Al obligarla a entrar

se derrumba

y queda sobre los muslos

Insepulta.

—Ahora solo son

fuegos fatuos

de mi extinta lujuria.

La vejez es vista en estos versos como pocas veces lo es en la poesía: la voz poética se reconoce disminuida y hasta capaz de hacer mofa de esa disminución.
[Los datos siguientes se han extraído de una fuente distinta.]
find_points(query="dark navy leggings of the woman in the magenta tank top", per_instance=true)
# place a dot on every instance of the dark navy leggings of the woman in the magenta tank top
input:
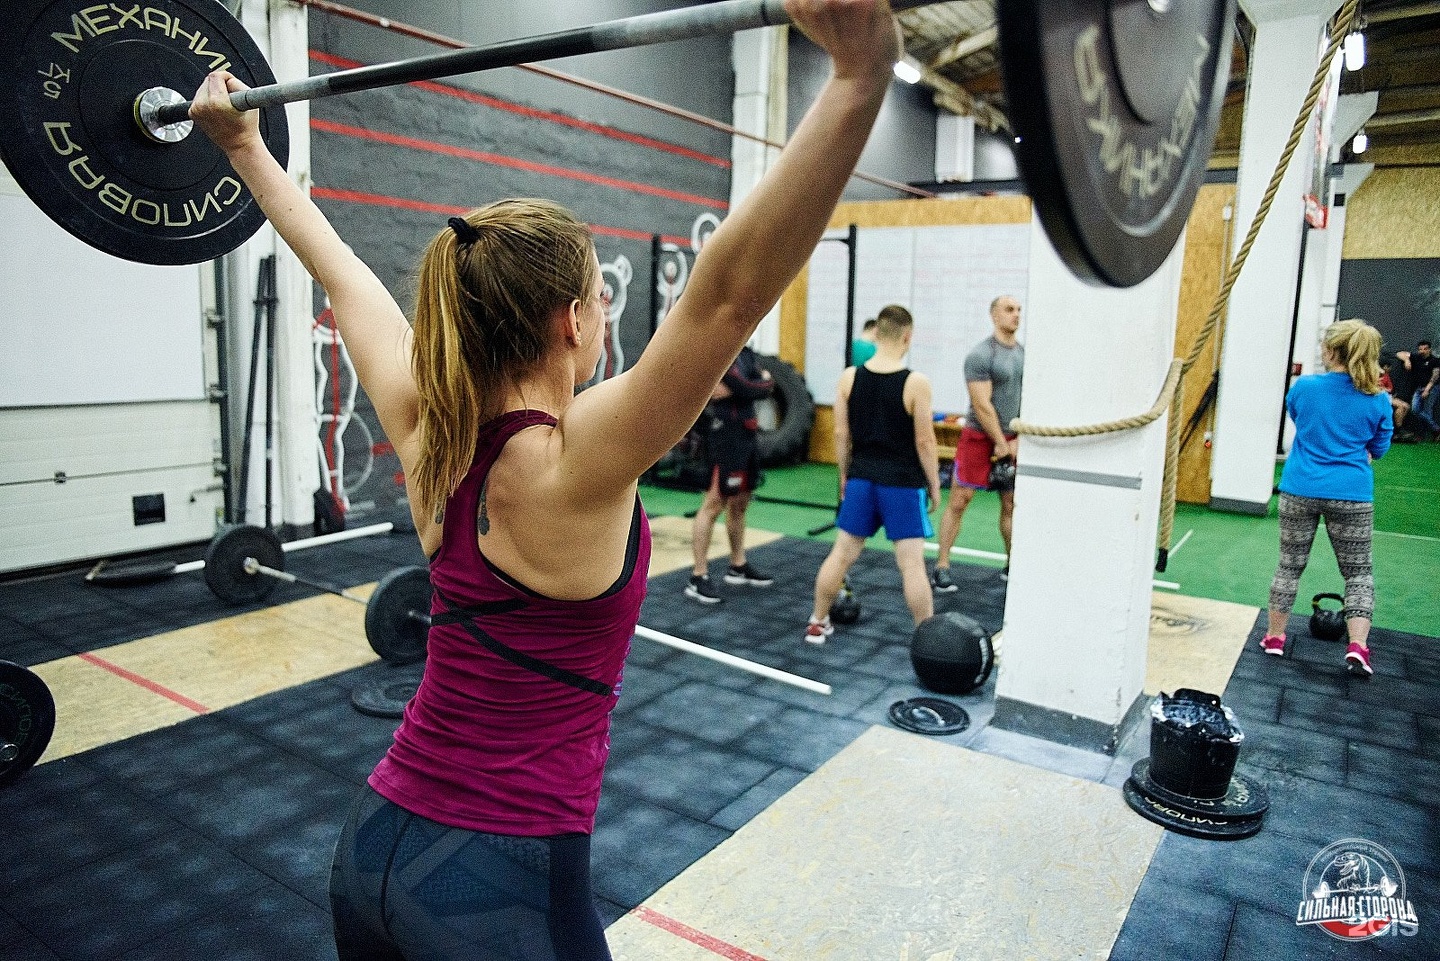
(405, 888)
A ese respecto Monsiváis apunta: Nandino se dedica a algo insólito en nuestras letras: una lúcida y dramática indagación de los poderes menguantes de la vejez

En ‘Poema prefacio’ se resume la visión que esa la voz poética que Nandino construye para este libro —y que preexistía en poemas de periodos anteriores—, un poema confesional que sirve de punto de entrada al libro y a las pasiones que le dan forma:

No me importa

cómo juzguen mi vida,

yo traté de vivirla

haciendo estrictamente

lo que ella apetecía.

No hubo deseo

tentación o capricho

que no le realizara

con eficaz esmero.

Y fuera lo que fuera

al tiempo de cumplirlo

lo transformé en ensueño.

Por ella fui lascivo

y no he dejado puro

ni un poro de mi cuerpo.

Fue tal mi apego

a los desmanes

de su carnal orgía,

que a mis ochenta y dos años

de su infierno en ruinas

aún estoy creando mi poesía.

Porque en ese verso final radica la esencia de esta obra de Nandino, no es el deseo —o las problemáticas que este genera cuando surge de un cuerpo envejecido— sino la poesía la que hace resurgir el encuentro, la que torna las ascuas en hoguera; la voz poética se sabe envejecida y, a cada paso, imposibilitada de concretar lo que el ansía del mismo cuerpo le pide, pero es a través del poema que se transfigura y llega al único orgasmo que le es posible tener, en la página.

Mi ocaso se apenumbra

y casi veo

agolparse las sombras

que deberán

borrarme para siempre.

Déjame estar en ti, contigo,

para que me defiendas

de las leyes de la gravedad,

de la grave edad,

que sin descanso tratan

de restituirme al seno de la tierra.

  Las palabras, como los dedos de la voz poética de Nocturno a tientas, consiguen lo que el cuerpo ya no le es posible, concretar el deseo, darle forma y extraer de él la satisfacción que antes le era tan prodigiosamente dada.

A oscuras, yacentes

en el mismo lecho,

somos brasas despiertas

que vigilan

 el pulso de sus lumbres.

Me animo y aventuro

mi mano por su cuerpo:

voy encontrando

laderas y llanuras,

asomo de pezones

y un par

de lomas redondas

que un precipicio

aparta

haciendo entre las dos

una cañada.

El viejo doctor lee aquellas líneas, aquellos juegos de palabras, esos albures y el deseo todo mezclado con las confesiones sobre el derrumbe que le ha significado la vejez. Si lo guarda puede ser que nunca vea la imprenta ese libro, por lo menos en vida. Es tiempo, piensa. Es tiempo, se vuelve decir. Evoca aquel último cuerpo en su cama, aquellas caricias y la desesperación de los besos, el ansía de las manos. Se sonríe y dice para sí: ¿Por qué guardármelo solo para mí?